Endocrine Regulations Vol.48, No.1, p.9-15, 2014

Objective. Most physiological actions of angiotensin II (Ang II) on cardiovascular system are mediated by angiotensin type 1 receptor (AT1R). Since peripheral artery disease is one of the most important complications of diabetes, in this study, we aimed to investigate the effect of losartan, an AT1R blocker, on skeletal muscle angiogenesis in diabetic hind limb ischemic rats.
Methods.
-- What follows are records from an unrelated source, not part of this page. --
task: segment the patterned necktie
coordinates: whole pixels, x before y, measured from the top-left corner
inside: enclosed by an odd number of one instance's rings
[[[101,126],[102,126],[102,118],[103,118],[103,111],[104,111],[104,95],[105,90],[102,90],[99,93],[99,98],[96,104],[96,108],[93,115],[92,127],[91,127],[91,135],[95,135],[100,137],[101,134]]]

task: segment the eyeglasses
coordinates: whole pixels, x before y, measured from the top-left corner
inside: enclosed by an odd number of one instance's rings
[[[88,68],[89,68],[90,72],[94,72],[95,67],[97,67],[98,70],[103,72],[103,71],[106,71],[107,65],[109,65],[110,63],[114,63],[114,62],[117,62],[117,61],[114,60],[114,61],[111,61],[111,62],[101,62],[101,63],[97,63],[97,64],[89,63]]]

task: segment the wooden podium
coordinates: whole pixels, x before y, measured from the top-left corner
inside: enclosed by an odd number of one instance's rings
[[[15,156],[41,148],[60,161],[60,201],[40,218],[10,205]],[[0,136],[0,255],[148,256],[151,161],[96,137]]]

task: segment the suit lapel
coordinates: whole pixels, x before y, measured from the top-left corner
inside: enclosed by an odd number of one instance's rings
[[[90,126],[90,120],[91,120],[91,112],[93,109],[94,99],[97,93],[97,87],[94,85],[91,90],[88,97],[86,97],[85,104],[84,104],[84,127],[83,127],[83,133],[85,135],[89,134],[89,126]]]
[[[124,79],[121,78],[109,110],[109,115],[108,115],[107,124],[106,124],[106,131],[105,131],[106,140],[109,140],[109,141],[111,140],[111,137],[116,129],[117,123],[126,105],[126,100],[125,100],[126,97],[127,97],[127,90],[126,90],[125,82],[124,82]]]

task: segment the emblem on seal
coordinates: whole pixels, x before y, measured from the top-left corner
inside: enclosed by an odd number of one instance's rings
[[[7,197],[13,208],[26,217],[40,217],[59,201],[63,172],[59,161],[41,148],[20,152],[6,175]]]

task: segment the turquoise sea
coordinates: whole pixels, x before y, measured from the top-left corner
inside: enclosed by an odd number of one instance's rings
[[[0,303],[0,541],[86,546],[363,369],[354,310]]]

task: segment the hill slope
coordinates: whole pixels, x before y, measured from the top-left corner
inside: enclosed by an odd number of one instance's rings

Twenty four male Wistar rats were randomly divided into four groups as follow: diabetic sham; diabetic sham + losartan (15 mg/kg/day); diabetic hindlimb ischemia; diabetic hindlimb ischemia + losartan. For induction of diabetes, streptozotocin was injected (55 mg/kg; i.p.). The animals were sacrificed after 21 days and the serum concentrations of vascular endothelial growth factor (VEGF), soluble VEGF receptor-1 (sFlt-1), nitric oxide (NO), capillary density, and capillary to fiber (cap⁄fib) ratio in ischemic legs were evaluated.
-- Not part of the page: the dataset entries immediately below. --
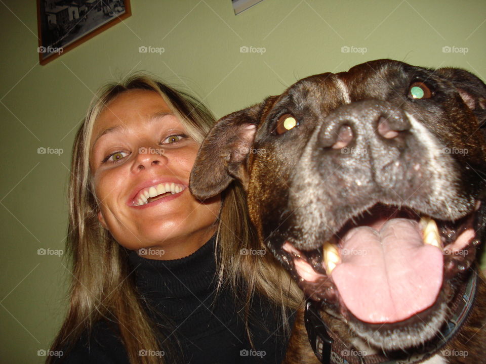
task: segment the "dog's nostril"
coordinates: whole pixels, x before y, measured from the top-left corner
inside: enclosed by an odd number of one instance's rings
[[[347,146],[353,140],[353,130],[349,125],[343,125],[338,132],[338,138],[333,145],[333,149],[341,149]]]
[[[392,139],[398,135],[398,132],[392,129],[388,119],[383,116],[378,120],[378,132],[387,139]]]

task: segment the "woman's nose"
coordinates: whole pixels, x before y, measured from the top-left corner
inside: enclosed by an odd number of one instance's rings
[[[158,146],[157,148],[141,147],[137,151],[133,168],[137,170],[144,169],[151,166],[165,164],[167,162],[167,157],[163,148]]]

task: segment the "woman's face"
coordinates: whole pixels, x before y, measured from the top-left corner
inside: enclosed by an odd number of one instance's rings
[[[142,251],[146,257],[171,259],[191,254],[211,238],[220,197],[202,203],[190,194],[199,145],[159,95],[123,93],[102,111],[92,135],[98,218],[120,245],[149,248]]]

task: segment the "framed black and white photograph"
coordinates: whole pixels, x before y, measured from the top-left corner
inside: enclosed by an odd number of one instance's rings
[[[41,65],[131,15],[130,0],[37,0],[37,12]]]
[[[263,0],[231,0],[234,15],[237,15],[254,5],[256,5]]]

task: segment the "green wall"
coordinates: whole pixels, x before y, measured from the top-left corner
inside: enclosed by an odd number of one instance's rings
[[[131,17],[43,66],[35,2],[0,3],[2,362],[42,362],[37,350],[63,320],[68,262],[37,249],[64,249],[70,148],[105,81],[149,71],[193,89],[221,117],[299,78],[377,58],[459,66],[486,79],[484,0],[264,0],[237,16],[230,0],[132,0]],[[165,52],[139,53],[143,46]],[[41,147],[64,153],[38,154]]]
Results. The serum NO concentrations were significantly decreased, sFlt-1 concentrations increased, and VEGF concentrations did not significantly change after experiment in diabetic sham and diabetic hind limb ischemic rats.
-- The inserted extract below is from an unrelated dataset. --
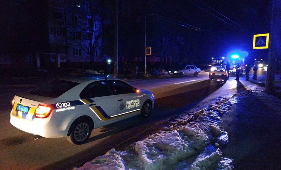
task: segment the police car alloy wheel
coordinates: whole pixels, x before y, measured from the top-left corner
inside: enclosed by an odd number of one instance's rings
[[[88,122],[81,119],[74,123],[73,126],[69,129],[70,135],[67,137],[69,142],[76,145],[86,142],[91,135],[93,129]]]
[[[148,117],[151,112],[151,104],[148,101],[146,102],[142,106],[141,115],[145,118]]]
Administration of losartan did not induce significant changes in serum NO, sFlt-1, and VEGF concentrations (p>0.05).

Capillary density and cap⁄fib ratio in ischemic leg of diabetic rats were not affected by losartan treatment (p>0.05).

Conclusion. AT1R blocker, losartan, was not able to restore neovascularization in the ischemic leg of diabetic animals. Therefore, based on the present data, the losartan cannot be considered for treatment or prevention of peripheral artery disease in diabetic subjects.